Konservative Tendenz in beiden Basel
Von PETER KNECHTLI
Dieses Wochenende können sich die bürgerlichen Parteien und Organisationen in beiden Basel über die Ergebnisse der kantonalen Volksabstimmungen rundum freuen: Sie haben auf der ganzen Linie gewonnen, und die Baselbieter CVP hat mit ihrer Sauberkeits-Initiative einen Nerv des Volkes grandios getroffen. Der erste Urnengang nach dem bürgerlichen Triumph in den Baselbieter Regierungsratswahlen bestätigt den Befund: Den Links-Grünen bläst derzeit ein eisiger Wind entgegen. Sie können auf kantonaler Ebene initiieren und bekämpfen, was sie wollen – am Schluss bleibt die Niederlage.
Niemand hätte zwar ernsthaft daran geglaubt, dass im Baselbiet die von VCS, SP, Grünen und Umweltschutz-Organisationen lancierte "Strassen-Initiative", die "zum sicheren und hindernisfreien Fuss-, Velo und öffentlichen Verkehr" verhelfen wollte, eine Mehrheit der Stimmbevölkerung finden könnte. Doch so berechtigt die Anliegen zugunsten des Langsamverkehrs sind, so chancenlos sind sie in einem Kanton, der über eine der mächtigsten Strassenbau-Lobbies der Schweiz verfügt. Noch immer steht die motorisierte individuelle Mobilität auf zwei oder vier Rädern uneingeschränkt hoch im Kurs.
Das zeigte sich beispielhaft am Beispiel der aus zwei Teilbereichen bestehenden Umfahrung Allschwil. Hier scheute sich das Stimmvolk nicht, Ja zu sagen zu einem weiteren Strassenbau-Teilstück im Baselbiet, das Hunderte Millionen Franken, vermutlich rund eine halbe Milliarde Franken, kosten wird. Der zahlenmässig starke automobile Teil der Bevölkerung hat die Nase voll von Staus an allen Ecken und Enden, denen auch die unnötige Funktion des staatlichen "Staubeauftragten" ebenso hoffnungs- wie hilflos ausgeliefert ist.

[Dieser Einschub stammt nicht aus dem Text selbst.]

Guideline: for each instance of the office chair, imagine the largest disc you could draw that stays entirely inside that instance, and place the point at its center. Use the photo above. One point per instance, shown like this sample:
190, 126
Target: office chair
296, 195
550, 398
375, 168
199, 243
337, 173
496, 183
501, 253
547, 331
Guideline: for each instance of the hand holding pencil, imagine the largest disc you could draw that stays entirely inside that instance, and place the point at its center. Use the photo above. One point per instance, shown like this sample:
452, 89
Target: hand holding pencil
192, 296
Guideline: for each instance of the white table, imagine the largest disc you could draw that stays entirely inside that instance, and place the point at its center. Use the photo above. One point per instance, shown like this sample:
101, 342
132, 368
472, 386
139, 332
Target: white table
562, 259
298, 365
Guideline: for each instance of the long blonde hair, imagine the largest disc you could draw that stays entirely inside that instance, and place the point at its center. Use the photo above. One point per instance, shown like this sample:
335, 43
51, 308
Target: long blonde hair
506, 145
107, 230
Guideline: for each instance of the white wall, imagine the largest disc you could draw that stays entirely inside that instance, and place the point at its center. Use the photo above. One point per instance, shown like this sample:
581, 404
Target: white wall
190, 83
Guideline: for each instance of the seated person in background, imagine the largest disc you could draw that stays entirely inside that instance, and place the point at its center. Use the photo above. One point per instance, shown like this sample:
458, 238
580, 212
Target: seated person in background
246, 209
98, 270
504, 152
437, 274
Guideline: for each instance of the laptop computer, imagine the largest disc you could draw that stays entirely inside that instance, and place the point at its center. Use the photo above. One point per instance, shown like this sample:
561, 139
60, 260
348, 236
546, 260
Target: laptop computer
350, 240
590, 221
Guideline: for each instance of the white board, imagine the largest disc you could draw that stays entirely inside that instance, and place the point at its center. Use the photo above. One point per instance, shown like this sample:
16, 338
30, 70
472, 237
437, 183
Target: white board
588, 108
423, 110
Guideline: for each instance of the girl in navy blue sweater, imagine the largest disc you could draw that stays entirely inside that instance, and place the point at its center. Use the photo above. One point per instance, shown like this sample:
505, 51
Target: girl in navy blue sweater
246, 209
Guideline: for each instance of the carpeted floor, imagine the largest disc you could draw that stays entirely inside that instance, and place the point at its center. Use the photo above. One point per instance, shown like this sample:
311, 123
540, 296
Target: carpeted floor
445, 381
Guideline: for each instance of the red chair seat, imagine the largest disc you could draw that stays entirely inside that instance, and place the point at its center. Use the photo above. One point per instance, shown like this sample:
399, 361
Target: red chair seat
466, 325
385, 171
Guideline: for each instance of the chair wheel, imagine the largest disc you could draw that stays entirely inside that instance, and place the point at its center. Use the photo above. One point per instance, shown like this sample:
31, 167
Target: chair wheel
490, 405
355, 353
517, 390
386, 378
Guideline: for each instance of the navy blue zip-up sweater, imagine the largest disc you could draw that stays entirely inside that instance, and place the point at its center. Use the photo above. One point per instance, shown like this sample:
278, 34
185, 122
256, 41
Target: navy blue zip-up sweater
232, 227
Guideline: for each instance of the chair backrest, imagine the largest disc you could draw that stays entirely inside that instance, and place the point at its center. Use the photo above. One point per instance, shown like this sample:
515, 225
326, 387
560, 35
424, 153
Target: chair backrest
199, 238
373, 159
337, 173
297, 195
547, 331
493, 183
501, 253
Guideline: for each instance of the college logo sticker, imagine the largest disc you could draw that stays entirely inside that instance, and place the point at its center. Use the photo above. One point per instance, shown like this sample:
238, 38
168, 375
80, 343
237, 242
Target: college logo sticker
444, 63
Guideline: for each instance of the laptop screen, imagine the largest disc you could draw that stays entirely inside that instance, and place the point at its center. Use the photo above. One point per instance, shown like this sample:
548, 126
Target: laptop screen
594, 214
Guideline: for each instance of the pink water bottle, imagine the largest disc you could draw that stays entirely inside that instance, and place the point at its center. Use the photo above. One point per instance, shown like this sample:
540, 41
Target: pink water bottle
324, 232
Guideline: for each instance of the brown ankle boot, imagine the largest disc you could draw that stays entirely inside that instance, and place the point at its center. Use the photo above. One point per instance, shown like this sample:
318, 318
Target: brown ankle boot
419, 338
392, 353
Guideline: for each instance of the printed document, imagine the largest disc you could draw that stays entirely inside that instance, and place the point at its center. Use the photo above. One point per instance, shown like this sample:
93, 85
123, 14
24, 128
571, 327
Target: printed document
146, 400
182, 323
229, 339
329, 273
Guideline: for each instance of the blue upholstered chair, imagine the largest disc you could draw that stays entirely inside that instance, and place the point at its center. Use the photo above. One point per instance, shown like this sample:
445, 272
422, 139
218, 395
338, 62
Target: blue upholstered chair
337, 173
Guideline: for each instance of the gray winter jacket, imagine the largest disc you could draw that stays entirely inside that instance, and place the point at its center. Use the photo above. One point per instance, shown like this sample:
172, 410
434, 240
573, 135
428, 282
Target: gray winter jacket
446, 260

"Es ist fraglich, wie mobilisierbar
das rot-grüne Basel noch ist."
Das Ergebnis ist ein Hinweis darauf, dass die Wirtschaftskammer Baselland mit ihrem von vielen als illusorisch bezeichneten, im September 2013 vorgestellten Konzept einer völlig neuen regionalen Strassenbaupolitik wohl näher beim Volkswillen liegt als angenommen: Statt Strassen, die aus der Agglomeration direkt in die Stadt Basel führen, sollen mehrere Ringstrassen den Infarkt an der Grenze zur City verhindern. Die Umfahrung Allschwil mit direktem Anschluss an die Nordtangente könnte so etwas wie der ausführungsreife erste Teil dieses milliardenschweren Konzepts sein.
Die entscheidende Frage stellt sich nur noch, ob die Umfahrung Allschwil und erst recht das gesamte Ringstrassen-Konzept angesichts leerer Staatskassen in den kommenden Jahrzehnten finanzierbar sein wird.
Schon erstaunlicher ist die klare 62 Prozent-Ablehnung der Initiative "Wohnen für alle" in Basel-Stadt. Dieser Kanton, der links-grünen und sozialen Anliegen meist angetan ist, schickt ein Volksbegehren bachab, das einen Beitrag gegen den unbestrittenen Mangel an günstigem Wohnraum hätte leisten sollen. Es wäre verfrüht, hier bereits von einem politischen Paradigmawechsel zu sprechen. Und doch stellt sich die Frage, wie mobilisierbar und solidarisch das rot-grüne Basel in Fragen noch ist, die zu den zentralen Anliegen der Schwachen in der Gesellschaft – Schlechtverdienende, Alte, Alleinstehende, Ausländer, Studenten – thematisieren.
Vielleicht kündigt sich im Hnblick auf die nächsten eidgenössischen und kantonalen Wahlen in Basel-Stat eine Veränderung der Machtverhältnisse an. Das klare Nein zur Wohnraum-Initiative kann nicht allein mit "unbegründeter Angstmacherei der nicht gerade faktentreu agierenden Gegenseite" erklärt werden. Es könnte das erste Säuseln einer Welle sein, auf der künftig wieder vermehrt traditionelle Akteure segeln, denen die Wahrung der bestehenden Verhältnisse, Sauberkeit und staufreies Autofahren Herzensanliegen sind.
8. März 2015
"Totale Illusion"
Staufreies Autofahren ist die totale Illusion angesichts ständig ansteigender (Ueber-)Bevölkerung.